Furthermore, Westerfield’s alternative history feels so natural – and is so riveting I found myself pulling out history books and checking Wikipedia for facts about the Ottoman Empire. The world Westerfield created was so colourful and adventurous I almost wish it were true.
I became fully engrossed in the world of Leviathan and whole heartedly recommend this book to anyone looking for a fantastic, swashbuckling adventure.
Firefly Dance is a collection of four short stories about taking the journey from childhood to adulthood. I love Sarah Addison Allen’s books which why I picked this collection up. The styles of the authors were very different and the collection itself felt disjointed in the end I was greatly disappointed.
The first short story, by Phyllis Schieber’s, was my favourite, it did what a short story should do- give a snapshot. It took me on a meaningful journey in a few pages.

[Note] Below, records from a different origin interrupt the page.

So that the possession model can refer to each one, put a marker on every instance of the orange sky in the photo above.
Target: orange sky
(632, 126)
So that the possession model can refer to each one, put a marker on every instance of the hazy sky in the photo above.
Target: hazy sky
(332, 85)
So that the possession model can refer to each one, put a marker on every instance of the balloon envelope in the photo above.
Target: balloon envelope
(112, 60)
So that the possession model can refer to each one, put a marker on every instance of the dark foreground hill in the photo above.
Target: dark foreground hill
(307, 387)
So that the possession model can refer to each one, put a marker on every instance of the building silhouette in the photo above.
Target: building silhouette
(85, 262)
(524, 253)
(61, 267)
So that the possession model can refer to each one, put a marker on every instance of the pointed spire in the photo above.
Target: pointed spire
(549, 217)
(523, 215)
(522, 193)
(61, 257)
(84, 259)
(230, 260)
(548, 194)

The second story by Kathryn Magendie was too long. She explained too much and showed too little. I wanted Magendie to let go and let me interpret the characters instead she explained everything to death and I was so bored I stopped caring what happened.
The third story by Augusta Trobaugh, had some good momentum but lost me in the end. Where Kathryn Magendie explained too much, Trobaugh lost me in the last two pages. She makes a giant leap that was too big for me to follow. I needed more.

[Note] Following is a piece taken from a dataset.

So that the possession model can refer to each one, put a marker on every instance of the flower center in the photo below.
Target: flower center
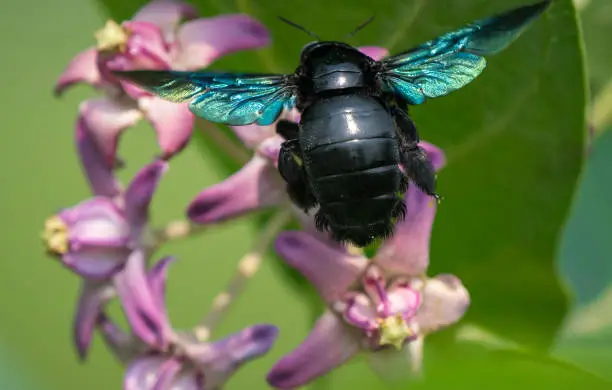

The last story, from Sarah Addison Allen, was okay. Not my favourite story from her. It felt like something she much have written near the beginning of her career. The endearing characters are there, but under developed.
This is a fantastic story, beautifully crafted and alarmingly real.
I cannot say enough good things about Paper Towns. It is a must on everyone’s “to read” list and my favourite novel by John Green (sorry TFIOS fans).
Quintin and Margo were friends as children. But high school happened and they went their separate ways. One night Margo knocks on Quintin’s window and takes him on an amazing night of debauchery, revenge and fun. Then Margo disappears without a trace. But she Leaves clues for Quintin to find her. The question is does she really want to be found?
American Nerd: The Story of My People is funny and delightful. It is a must read for nerds, dorks and dweebs everywhere. The book was disjointed at times but overall an enjoyable look at nerdom and all its wonders.
Benjamin Nugent reflects on stories of his youth and finding acceptance in his group of nerd friends. It is in these moments Nugent shines. He is charming, funny and thought provoking. Nerds of the world, this is our story told by one of our own.
I was laughing out loud as I read Audrey, Wait! Audrey is regular 16 year old, she is navigating the halls of her high school, she has a crummy part time job and LOVES music. She also has a boyfriend, who like most high school boys isn’t really being the best boyfriend, so she breaks up with him. He also happens to be in a band, The Do-Gooders. The night they break up he writes a song called “Audrey, Wait!’ and it slowly climbs the charts propelling them and her into super stardom.
Robin Benway accurately captures the emotional roller coaster of a teenage girl under the microscope of her peers (and the paparazzi). It’s absolutely charming and a must for all Nick and Norah fans.
I was listening to Q on CBC radio when I first learned about this book. Ted Anthony, a Pulitzer Prize winning writer, became obsessed with the song “House of the Rising Sun” and decided to trace the song back to its origins and write a book about the journey.
The result reminds me of a travel memoir. There is a beginning, filled with drive and inspiration. A Middle where you meet the most interesting kinds of people and their stories move you and change you in some way. Finally there is the conclusion where you face a full circle moment and realize how connected we all are. Perhaps I am stretching the journey a little far and making more of it than it was. But I felt connected to Ted Anthony in the height of his fandom. I was moved by what he found. “Chasing the Rising Sun” is a perfect addition to any music lover’s library.
Just finished Helen Humphreys’ The Frozen Thames. It is a collection of short stories which take place between the 15th and 19th Centuries when the River Thames froze over. There are stories of love, loss and ice. I think Christina Decarie’s review sums up the experience best: “to speak of loss lightly but profoundly.”